А в ушах у меня звучало: «Ой! Мсье Ленселе совсем не щадит себя во время работы. Он очень хороший врач, и почти везде его хорошо принимают…»
Познакомилась с румынками. Одна сестра-медичка – такая красавица, что я тотчас же прозвала ее «La belle Romaine»; другая – с lettres – не так хороша, но с лицом очень симпатичным и интеллигентным, обе чрезвычайно симпатичные девушки.
Сестры посвятили меня в свои намерения и планы жизни.
Медичка готовится к экзамену на экстернат – и объяснила, что это такое. Студенты медицинского факультета – École de médecine – могут держать конкурсный экзамен при Assistance Publique – на экстернат и интернат. Экстерны состоят как бы помощниками врачей – делают перевязки, присутствуют при обходах; интерны – уже самостоятельно заведуют палатой, нечто вроде наших ординаторов. Экстернат и интернат – по четыре года каждый, причем экзамен на интернат можно сдать и ранее этого срока. Стать интерном – идеал всякого студента-медика, так как, будучи студентом, – интерн уже имеет за собой большую практику и, когда кончает курс, – выходит опытным и знающим врачом. Некоторые из них читают и частные лекции, подготовляя к конкурсным экзаменам на экстернат. Они много работают, но зато и веселятся же! Для них в каждой больнице отведено особое помещение: «охраняемая комната», что они там выделывают! Комната для свадеб!
Слушать такие разговоры для меня и величайшее наслаждение, и мучение. Я все-таки узнаю что-нибудь о нем, какая его жизнь, в чем состоит его работа, но это… точно кто-то вкладывает нож в сердце…
У него такие редкие волосы на голове. И как подумаешь, что люблю всеми силами души, со всей искренностью первого чувства – этого преждевременно истасканного парижанина… ужас!
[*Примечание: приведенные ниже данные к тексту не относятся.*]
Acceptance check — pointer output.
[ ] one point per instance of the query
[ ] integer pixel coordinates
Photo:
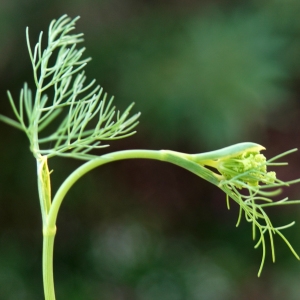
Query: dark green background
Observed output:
(204, 74)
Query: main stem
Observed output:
(179, 159)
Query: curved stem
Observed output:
(173, 157)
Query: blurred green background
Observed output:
(204, 74)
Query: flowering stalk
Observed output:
(86, 119)
(243, 176)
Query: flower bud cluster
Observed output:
(248, 167)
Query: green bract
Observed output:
(243, 176)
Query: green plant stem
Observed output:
(173, 157)
(48, 245)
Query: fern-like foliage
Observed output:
(88, 118)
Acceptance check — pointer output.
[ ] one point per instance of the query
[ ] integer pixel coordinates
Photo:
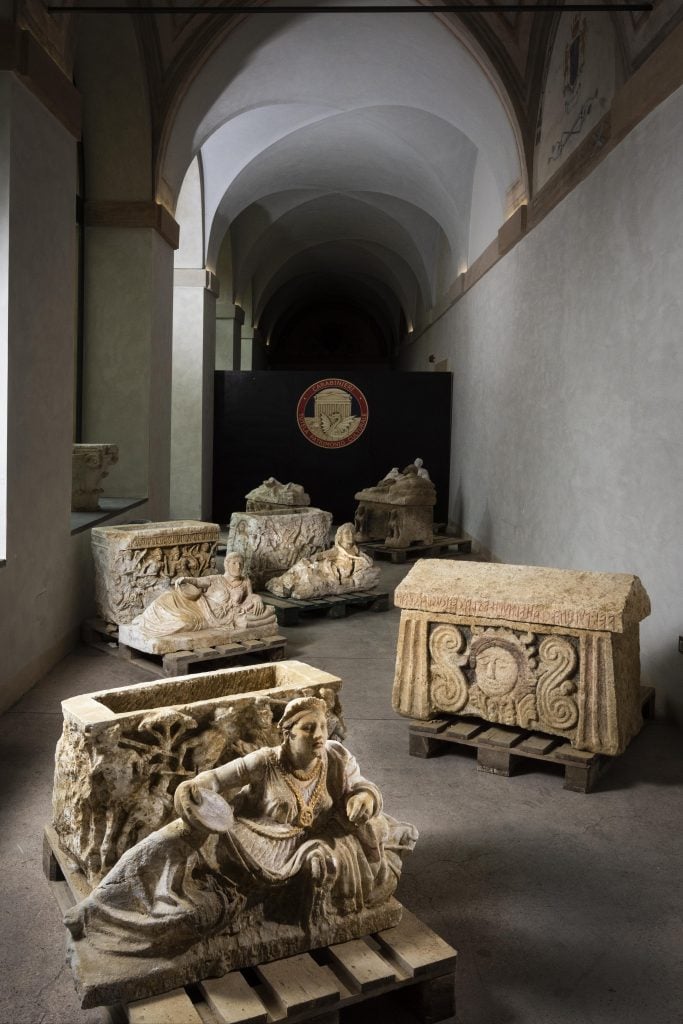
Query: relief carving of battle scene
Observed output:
(115, 784)
(136, 563)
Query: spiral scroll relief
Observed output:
(450, 690)
(506, 676)
(555, 690)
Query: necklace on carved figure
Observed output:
(305, 808)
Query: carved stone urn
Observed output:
(90, 464)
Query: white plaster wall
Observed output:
(127, 320)
(567, 428)
(43, 585)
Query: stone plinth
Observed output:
(271, 495)
(271, 542)
(90, 464)
(136, 563)
(553, 650)
(123, 753)
(399, 511)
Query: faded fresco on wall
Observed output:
(581, 80)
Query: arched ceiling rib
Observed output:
(355, 140)
(350, 260)
(262, 244)
(344, 64)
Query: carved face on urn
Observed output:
(233, 565)
(305, 739)
(497, 669)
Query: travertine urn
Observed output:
(553, 650)
(90, 464)
(124, 752)
(271, 542)
(136, 562)
(399, 510)
(271, 495)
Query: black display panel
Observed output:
(256, 435)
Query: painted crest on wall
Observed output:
(332, 413)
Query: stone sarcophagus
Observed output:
(553, 650)
(123, 753)
(223, 825)
(271, 495)
(271, 542)
(398, 510)
(134, 563)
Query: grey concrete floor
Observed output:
(565, 908)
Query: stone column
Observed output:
(191, 403)
(228, 336)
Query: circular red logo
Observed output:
(332, 413)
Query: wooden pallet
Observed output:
(288, 609)
(501, 749)
(98, 634)
(402, 974)
(439, 546)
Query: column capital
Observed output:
(197, 278)
(133, 213)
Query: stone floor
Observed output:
(565, 908)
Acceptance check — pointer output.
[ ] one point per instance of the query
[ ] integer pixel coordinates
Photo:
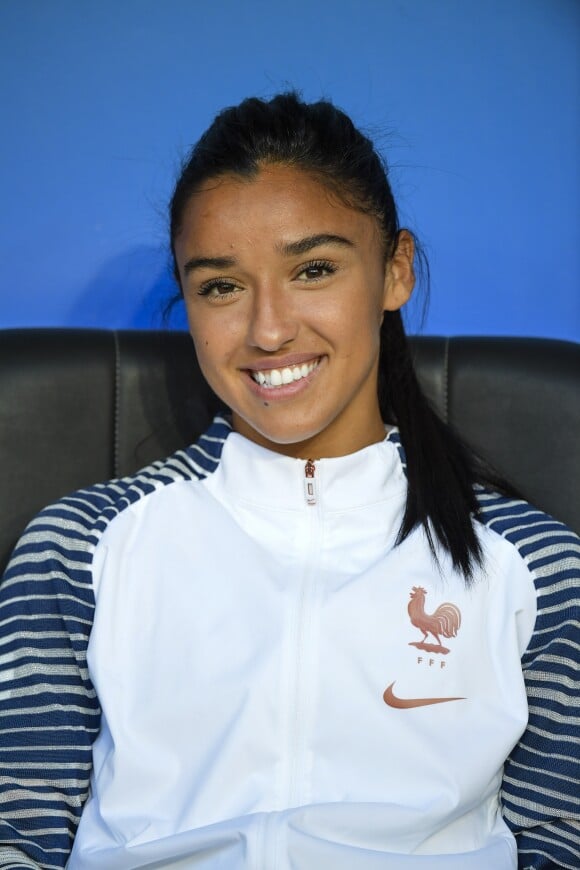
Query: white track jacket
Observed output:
(271, 683)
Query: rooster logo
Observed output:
(445, 621)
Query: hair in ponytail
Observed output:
(322, 140)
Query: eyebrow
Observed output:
(289, 249)
(303, 246)
(208, 263)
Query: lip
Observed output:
(284, 391)
(266, 364)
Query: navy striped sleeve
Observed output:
(49, 712)
(541, 784)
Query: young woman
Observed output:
(319, 637)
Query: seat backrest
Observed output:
(81, 406)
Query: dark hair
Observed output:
(322, 140)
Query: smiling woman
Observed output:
(325, 635)
(304, 283)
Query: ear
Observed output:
(400, 275)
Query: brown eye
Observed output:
(218, 289)
(315, 271)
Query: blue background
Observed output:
(474, 102)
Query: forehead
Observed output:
(279, 203)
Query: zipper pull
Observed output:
(310, 482)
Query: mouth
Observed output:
(273, 378)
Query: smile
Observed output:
(280, 377)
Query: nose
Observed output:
(272, 323)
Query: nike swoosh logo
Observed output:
(391, 700)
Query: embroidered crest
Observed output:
(444, 622)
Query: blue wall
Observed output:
(476, 104)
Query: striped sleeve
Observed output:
(49, 712)
(541, 784)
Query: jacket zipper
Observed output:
(310, 482)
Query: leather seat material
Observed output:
(79, 406)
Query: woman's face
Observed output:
(285, 289)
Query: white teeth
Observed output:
(278, 377)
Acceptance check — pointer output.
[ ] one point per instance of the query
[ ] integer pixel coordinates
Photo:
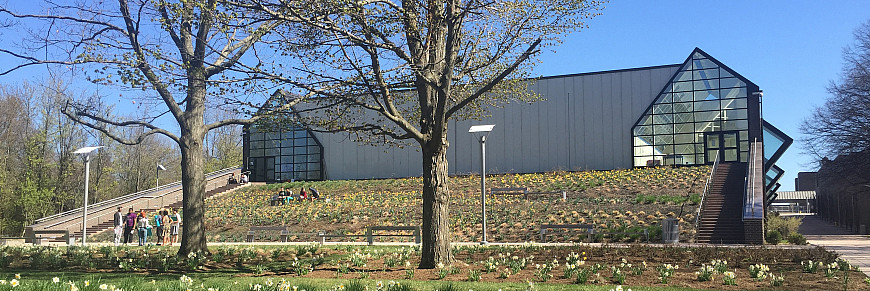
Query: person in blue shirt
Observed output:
(158, 226)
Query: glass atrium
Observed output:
(704, 111)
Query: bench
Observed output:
(370, 232)
(323, 236)
(645, 233)
(590, 229)
(38, 236)
(283, 229)
(510, 191)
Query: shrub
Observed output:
(784, 225)
(773, 237)
(796, 238)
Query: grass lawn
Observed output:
(42, 280)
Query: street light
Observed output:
(159, 168)
(86, 154)
(484, 130)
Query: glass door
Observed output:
(723, 143)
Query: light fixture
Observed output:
(483, 130)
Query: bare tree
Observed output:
(189, 54)
(402, 69)
(842, 124)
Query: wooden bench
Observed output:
(510, 191)
(38, 236)
(370, 235)
(323, 236)
(283, 229)
(590, 229)
(645, 233)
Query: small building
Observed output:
(794, 202)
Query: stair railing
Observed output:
(706, 190)
(751, 188)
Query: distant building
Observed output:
(679, 114)
(805, 181)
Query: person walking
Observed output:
(118, 222)
(158, 226)
(129, 224)
(176, 222)
(166, 222)
(143, 226)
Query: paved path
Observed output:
(852, 247)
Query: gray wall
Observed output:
(583, 123)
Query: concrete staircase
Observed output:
(108, 224)
(59, 228)
(722, 214)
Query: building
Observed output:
(679, 114)
(805, 181)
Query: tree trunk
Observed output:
(193, 166)
(193, 190)
(436, 224)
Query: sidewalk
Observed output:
(852, 247)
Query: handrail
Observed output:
(129, 197)
(751, 183)
(706, 190)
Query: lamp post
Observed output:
(484, 130)
(86, 154)
(159, 168)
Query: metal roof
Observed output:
(795, 195)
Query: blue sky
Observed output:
(791, 49)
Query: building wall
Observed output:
(583, 123)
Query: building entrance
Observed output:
(724, 143)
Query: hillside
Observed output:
(614, 201)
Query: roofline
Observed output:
(607, 72)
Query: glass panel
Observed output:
(733, 103)
(712, 154)
(663, 129)
(706, 116)
(642, 140)
(684, 149)
(682, 86)
(707, 105)
(684, 128)
(733, 93)
(730, 140)
(683, 107)
(734, 114)
(684, 76)
(703, 64)
(713, 141)
(706, 74)
(706, 95)
(663, 118)
(683, 96)
(707, 126)
(662, 108)
(663, 139)
(735, 125)
(643, 130)
(707, 84)
(731, 155)
(731, 82)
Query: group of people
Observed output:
(285, 196)
(242, 179)
(165, 226)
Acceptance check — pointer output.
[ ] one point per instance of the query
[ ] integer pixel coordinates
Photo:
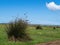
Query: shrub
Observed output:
(17, 30)
(54, 27)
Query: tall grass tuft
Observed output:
(16, 30)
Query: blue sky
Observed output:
(37, 11)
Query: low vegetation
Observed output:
(16, 30)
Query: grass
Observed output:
(38, 36)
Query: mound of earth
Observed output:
(57, 42)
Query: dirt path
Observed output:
(57, 42)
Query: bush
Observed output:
(54, 27)
(17, 30)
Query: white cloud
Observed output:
(52, 6)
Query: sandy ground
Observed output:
(57, 42)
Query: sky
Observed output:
(36, 11)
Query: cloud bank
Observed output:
(52, 6)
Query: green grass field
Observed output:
(38, 36)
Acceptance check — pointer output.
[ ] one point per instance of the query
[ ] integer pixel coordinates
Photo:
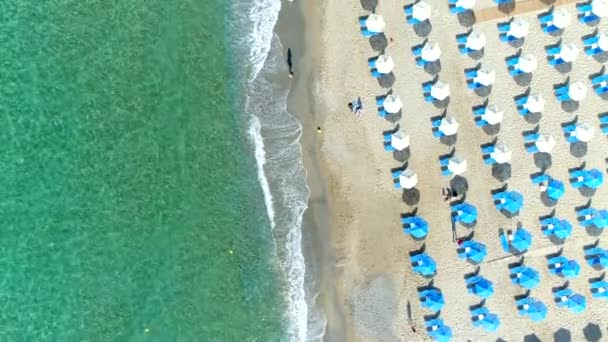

Несмотря на свою буржуазность, медичка все-таки выражается более свободно.
– Вас возмущает эта безнравственность. Что же? Ведь для мужчины женщина – это первая необходимость.
– Ну, я с вами не согласна. Я бы не хотела выйти замуж за… такого…
– Мужчина – девственник! что может быть хуже! – с ужасом восклицает прекрасная румынка, лениво раскидываясь на постели. – Ни за что! А ты? – спрашивает она сестру.
Та, в своем качестве немедички, считает нужным конфузиться и молчать.
– А я спорю с ней и доказываю, что такой брак – самый нравственный…
И я не могу не ходить к румынкам, не могу не слушать этих бесконечных разговоров… Нет! все же я услышу о нем. Я показываю необыкновенный интерес ко всем мелочам, касающимся экстернов и интернов… и мы, сидя втроем у камина, болтаем целыми часами.
Пошла сегодня в музей Гимэ. Мне говорили, что там находятся мумии Таисы и Серапиона. Я читала прелестный роман Анатоля Франса «Таиса» – и интересно было взглянуть на эти мумии.
О, какой ужас! В стеклянном ящике, в почернелой от времени одежде, лежит то, что было некогда красавицей Таисой… желтый череп с остатком темных волос; рядом с нею бесформенная темная масса почерневшей одежды с куском пожелтевшей кости сбоку – должно быть, рука, обвитая железными веригами, – это что-то было когда-то Серапионом…
Неужели когда-нибудь и он, мой милый, любимый, – будет таким же?!
Жить можно только тогда, когда не думаешь о смерти…
Стремясь уйти от этого ужасного зрелища – я свернула в одну из зал. Там со всех сторон сидели статуи Будды, и на лицах их отразилось торжественное спокойствие нирваны. Модели индусских храмов дивной красоты – настоящие чудеса искусства.